Tuesday, January 4, 2011

Mayor Gray is a Hand Dancer

Washington Post Article foresees a popularity spike for DC's Official Dance

Hand Dance holds the distinction of being Washington, DC's official dance according to a 2003 city council resolution sponsored by Phil Mendelson. A recent article in the Washington Post written by Nikita Stewart, indicated that the dance style's popularity may get another boost from the local government. It seems that recently elected mayor Vincent Gray is an avid hand dancer, and has been practicing the art form since his childhood. According to the article, Gray, who grew up in Northeast Washington, showcased his talents throughout his campaign. His dedication to hand dance could spark a revolution among DC dancers young and old.
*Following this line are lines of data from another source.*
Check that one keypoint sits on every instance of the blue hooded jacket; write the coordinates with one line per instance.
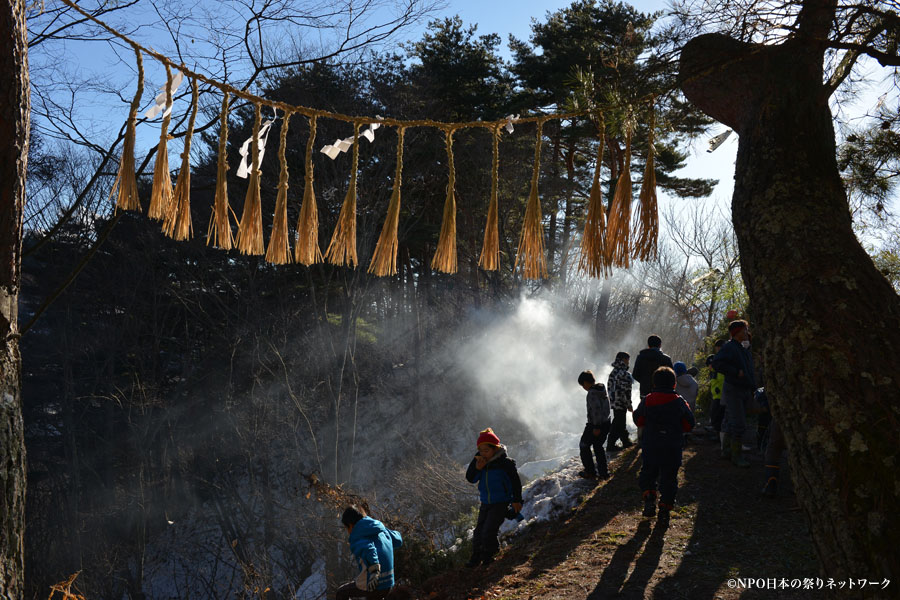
(371, 542)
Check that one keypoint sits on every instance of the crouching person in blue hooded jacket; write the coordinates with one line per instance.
(372, 545)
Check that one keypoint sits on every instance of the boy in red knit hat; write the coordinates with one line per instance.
(499, 485)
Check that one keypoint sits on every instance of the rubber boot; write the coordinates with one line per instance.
(737, 455)
(649, 503)
(771, 489)
(664, 512)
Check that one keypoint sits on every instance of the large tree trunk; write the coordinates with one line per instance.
(826, 322)
(14, 113)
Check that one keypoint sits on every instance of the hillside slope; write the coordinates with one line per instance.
(721, 529)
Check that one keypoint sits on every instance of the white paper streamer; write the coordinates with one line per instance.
(245, 151)
(333, 150)
(717, 141)
(160, 101)
(510, 119)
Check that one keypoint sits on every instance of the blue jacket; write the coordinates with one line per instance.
(664, 415)
(371, 542)
(498, 482)
(733, 358)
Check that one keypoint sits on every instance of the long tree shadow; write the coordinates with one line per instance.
(734, 530)
(615, 572)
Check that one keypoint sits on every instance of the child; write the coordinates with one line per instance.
(619, 387)
(499, 485)
(372, 545)
(596, 429)
(665, 416)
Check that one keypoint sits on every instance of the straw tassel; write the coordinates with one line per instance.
(445, 256)
(531, 242)
(249, 240)
(617, 247)
(279, 252)
(219, 232)
(490, 249)
(384, 260)
(178, 222)
(126, 182)
(593, 260)
(648, 219)
(307, 249)
(342, 248)
(161, 197)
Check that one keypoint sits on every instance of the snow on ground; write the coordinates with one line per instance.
(550, 496)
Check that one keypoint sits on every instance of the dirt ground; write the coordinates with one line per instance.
(721, 529)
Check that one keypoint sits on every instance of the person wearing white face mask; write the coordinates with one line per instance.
(735, 361)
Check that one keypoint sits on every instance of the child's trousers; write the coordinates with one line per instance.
(485, 539)
(660, 464)
(588, 441)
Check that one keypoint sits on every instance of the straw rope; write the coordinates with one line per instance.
(249, 240)
(445, 256)
(178, 222)
(126, 181)
(490, 250)
(384, 260)
(279, 252)
(161, 197)
(219, 232)
(647, 224)
(307, 249)
(592, 259)
(531, 242)
(342, 248)
(617, 248)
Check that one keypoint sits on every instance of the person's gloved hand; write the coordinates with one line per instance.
(372, 575)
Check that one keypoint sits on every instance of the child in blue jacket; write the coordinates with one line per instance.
(665, 417)
(372, 545)
(499, 485)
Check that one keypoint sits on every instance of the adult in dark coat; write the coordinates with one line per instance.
(648, 360)
(735, 361)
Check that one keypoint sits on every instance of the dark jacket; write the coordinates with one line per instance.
(733, 358)
(665, 416)
(619, 386)
(498, 482)
(648, 360)
(597, 406)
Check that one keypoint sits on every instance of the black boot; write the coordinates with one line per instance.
(649, 503)
(771, 488)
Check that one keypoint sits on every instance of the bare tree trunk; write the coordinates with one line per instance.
(14, 128)
(827, 321)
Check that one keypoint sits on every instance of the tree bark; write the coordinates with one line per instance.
(826, 322)
(14, 127)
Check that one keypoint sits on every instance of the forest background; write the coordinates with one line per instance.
(176, 394)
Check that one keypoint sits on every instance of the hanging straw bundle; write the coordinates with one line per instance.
(490, 249)
(342, 248)
(531, 242)
(617, 247)
(647, 229)
(178, 222)
(279, 252)
(592, 259)
(307, 249)
(126, 182)
(161, 197)
(445, 256)
(249, 240)
(384, 260)
(219, 232)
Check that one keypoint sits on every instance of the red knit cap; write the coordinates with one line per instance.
(488, 437)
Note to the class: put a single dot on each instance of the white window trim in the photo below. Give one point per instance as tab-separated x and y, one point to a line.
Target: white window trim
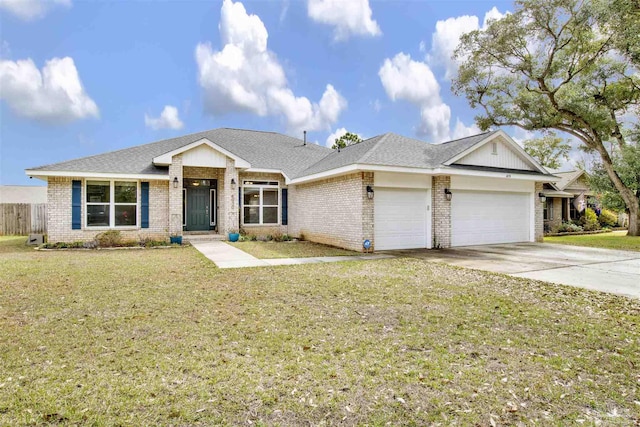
261	206
112	206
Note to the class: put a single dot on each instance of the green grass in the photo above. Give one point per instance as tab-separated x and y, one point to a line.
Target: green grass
614	240
294	249
163	337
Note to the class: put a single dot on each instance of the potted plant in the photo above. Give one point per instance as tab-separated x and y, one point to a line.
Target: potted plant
175	239
234	235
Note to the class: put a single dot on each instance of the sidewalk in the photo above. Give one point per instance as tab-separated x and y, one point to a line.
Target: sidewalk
227	256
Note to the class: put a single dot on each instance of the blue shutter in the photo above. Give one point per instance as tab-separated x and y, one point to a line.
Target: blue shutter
144	205
285	207
76	205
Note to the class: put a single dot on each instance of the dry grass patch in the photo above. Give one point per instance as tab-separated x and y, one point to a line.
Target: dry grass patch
165	338
614	240
293	249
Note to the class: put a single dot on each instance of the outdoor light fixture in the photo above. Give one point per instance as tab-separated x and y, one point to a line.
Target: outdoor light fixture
369	192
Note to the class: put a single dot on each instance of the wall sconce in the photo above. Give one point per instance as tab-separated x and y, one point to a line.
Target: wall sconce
369	192
543	198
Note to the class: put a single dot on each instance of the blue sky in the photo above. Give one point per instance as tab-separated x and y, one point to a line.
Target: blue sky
79	78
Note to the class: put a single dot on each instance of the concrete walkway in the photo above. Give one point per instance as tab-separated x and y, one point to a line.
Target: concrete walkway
227	256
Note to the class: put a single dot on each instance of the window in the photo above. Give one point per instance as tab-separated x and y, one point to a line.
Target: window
112	203
260	202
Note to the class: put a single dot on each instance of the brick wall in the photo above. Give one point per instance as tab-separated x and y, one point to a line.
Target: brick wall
175	195
333	211
538	208
441	212
59	213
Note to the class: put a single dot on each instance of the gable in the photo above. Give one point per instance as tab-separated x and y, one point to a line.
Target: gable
496	153
204	156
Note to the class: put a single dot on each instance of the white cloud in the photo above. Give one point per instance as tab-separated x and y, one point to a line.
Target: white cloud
331	139
351	17
462	131
54	95
247	77
29	10
447	37
168	119
413	81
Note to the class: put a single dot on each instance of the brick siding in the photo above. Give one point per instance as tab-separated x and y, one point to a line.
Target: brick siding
333	211
441	212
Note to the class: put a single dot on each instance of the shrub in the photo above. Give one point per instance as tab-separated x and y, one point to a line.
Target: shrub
109	239
608	218
568	227
591	220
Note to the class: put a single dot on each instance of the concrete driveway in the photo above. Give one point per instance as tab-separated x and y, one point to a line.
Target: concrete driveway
603	270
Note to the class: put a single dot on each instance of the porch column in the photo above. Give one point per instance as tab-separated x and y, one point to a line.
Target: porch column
175	196
231	208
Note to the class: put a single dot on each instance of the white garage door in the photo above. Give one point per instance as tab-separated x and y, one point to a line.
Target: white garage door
483	218
401	218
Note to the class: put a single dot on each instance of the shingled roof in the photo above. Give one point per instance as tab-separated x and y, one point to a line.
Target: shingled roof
263	150
270	150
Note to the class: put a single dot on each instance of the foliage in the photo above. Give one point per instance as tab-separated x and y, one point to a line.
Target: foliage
607	218
548	150
627	164
611	240
549	66
346	140
590	220
568	227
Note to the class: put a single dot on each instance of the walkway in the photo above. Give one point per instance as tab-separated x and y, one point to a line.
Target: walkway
227	256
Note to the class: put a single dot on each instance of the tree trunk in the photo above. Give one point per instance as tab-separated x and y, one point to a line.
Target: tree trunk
627	195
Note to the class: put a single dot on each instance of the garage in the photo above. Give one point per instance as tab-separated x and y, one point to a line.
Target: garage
490	217
402	218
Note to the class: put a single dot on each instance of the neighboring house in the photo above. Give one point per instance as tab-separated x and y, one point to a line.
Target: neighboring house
395	191
566	198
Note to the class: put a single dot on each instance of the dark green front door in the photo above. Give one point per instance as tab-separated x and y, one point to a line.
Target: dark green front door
197	209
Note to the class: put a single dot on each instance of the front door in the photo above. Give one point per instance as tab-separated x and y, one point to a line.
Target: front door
197	209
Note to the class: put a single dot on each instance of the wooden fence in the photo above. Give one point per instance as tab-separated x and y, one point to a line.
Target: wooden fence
21	219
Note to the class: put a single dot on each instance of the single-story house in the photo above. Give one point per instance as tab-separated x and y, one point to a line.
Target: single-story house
394	191
566	197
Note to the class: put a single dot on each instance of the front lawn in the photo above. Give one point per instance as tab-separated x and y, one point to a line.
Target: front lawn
614	240
294	249
152	337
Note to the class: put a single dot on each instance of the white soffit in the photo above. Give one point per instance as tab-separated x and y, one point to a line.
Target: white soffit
165	159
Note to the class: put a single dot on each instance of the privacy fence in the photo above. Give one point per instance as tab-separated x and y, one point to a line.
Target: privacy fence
23	218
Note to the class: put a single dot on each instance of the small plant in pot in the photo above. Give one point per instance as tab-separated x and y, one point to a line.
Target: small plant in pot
234	235
175	239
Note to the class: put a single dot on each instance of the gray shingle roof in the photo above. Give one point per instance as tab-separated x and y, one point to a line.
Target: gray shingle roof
391	149
270	150
264	150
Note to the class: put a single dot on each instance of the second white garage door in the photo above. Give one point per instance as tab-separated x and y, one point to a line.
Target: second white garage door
401	218
483	218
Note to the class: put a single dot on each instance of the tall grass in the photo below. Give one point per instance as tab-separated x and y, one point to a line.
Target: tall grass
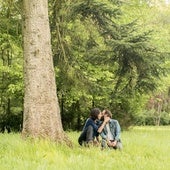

Some may hope to preserve the dance and the traditions it represents, and some may see it as an entrée to the local culture and community of which they hope to be a part.

The Humanities Council of Washington, DC awarded a 2010 DC Community Heritage Project grant to Beverly Lindsay-Johnson and the National Hand Dance Association for a documentary surveying the history of this descendant of the Lindy Hop and Jitterbug. The film, entitled Hand Dance: a Capitol Swing, was the result of an August 8th  oral history interview session that featured some of the most notable names in DC Hand Dance. The entire finished product is available through the Humanities Council's DC Digital Museum and Youtube channel. Lindsay-Johnson is also the producer of Dance Party: the Teenarama Story, a documentary film about Washington, DC's Teenarama dance program of the 1960s. The show was open to African-American youth unlike many of its contemporary counterparts. 

As Ms. Stewart demonstrates in her article, shared cultural traditions do not always function as bridges across generational and racial boundaries – not at first. But there also seems to be significant evidence that the world of hand dance holds a lot of potential. Like differing interpretations of a good book, the multitude of ways DC residents have adapted hand dance are likely to fuel debate and discussion among dedicated dancers and newcomers alike. Perhaps those discussions will be limited to the beat of the music, and the occasional trash talk challenge, but the longer people from differing backgrounds spend together, the more likely they are to find common ground.